Silence for a very long time, then a quiet answer. “I’d like to be. Especially now with the little one coming, but you know…this struggle, this daily fight for existence--I know a lot of it’s self-imposed, at this point, but I need it. I’d be lost without this, and you’d no more have me here than if I kept it up and…well, you were right about what’s ultimately gonna happen if I keep it up, I know that, but the reality is that some days…nothing against you and the little one, but reality is reality…this struggle is the only thing keeping me around.”
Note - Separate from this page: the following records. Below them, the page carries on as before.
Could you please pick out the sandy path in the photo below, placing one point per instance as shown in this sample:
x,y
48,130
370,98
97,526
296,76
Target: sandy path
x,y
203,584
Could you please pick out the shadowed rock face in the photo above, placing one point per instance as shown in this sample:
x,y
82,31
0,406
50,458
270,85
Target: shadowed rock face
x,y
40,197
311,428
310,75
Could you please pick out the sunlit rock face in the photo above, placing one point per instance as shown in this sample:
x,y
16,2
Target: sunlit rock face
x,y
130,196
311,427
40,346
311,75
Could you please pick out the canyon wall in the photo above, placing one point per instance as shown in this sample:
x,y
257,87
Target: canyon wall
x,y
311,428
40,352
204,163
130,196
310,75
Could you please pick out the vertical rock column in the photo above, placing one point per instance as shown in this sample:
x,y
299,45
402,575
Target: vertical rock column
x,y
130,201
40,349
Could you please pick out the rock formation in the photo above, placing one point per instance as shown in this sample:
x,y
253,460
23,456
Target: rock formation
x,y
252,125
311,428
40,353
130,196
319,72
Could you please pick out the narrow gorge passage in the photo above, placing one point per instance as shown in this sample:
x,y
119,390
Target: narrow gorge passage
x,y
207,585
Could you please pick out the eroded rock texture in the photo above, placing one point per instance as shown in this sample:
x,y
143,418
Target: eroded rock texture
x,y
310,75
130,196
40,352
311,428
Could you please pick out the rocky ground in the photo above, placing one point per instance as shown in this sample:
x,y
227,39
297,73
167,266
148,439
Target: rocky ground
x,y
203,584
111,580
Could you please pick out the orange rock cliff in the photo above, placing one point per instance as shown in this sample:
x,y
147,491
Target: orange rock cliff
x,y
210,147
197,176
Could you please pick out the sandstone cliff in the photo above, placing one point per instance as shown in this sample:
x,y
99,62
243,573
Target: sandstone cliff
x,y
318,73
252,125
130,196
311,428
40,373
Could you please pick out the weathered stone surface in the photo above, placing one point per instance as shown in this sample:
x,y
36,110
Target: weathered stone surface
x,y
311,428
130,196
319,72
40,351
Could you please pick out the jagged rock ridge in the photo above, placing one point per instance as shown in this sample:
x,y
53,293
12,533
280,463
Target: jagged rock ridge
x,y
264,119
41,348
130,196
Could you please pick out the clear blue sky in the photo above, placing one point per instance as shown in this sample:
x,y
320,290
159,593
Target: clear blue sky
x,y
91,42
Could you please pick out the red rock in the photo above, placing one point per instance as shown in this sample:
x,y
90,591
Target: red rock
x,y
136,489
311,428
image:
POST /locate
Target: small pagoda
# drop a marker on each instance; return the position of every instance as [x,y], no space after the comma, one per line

“I know. I can see that. Look at it this way, though. Even if you stopped that ‘other’ struggle right now, started trying to eat normally and doing all the things you need to do, it’s still going to be a struggle, and a pretty major one, just to get yourself through the winter the way things are going. I hate to put it like that, but it’s true.”
She offered him more soup, ready for some time on the stove but left untouched during the course of their conversation, and he ate.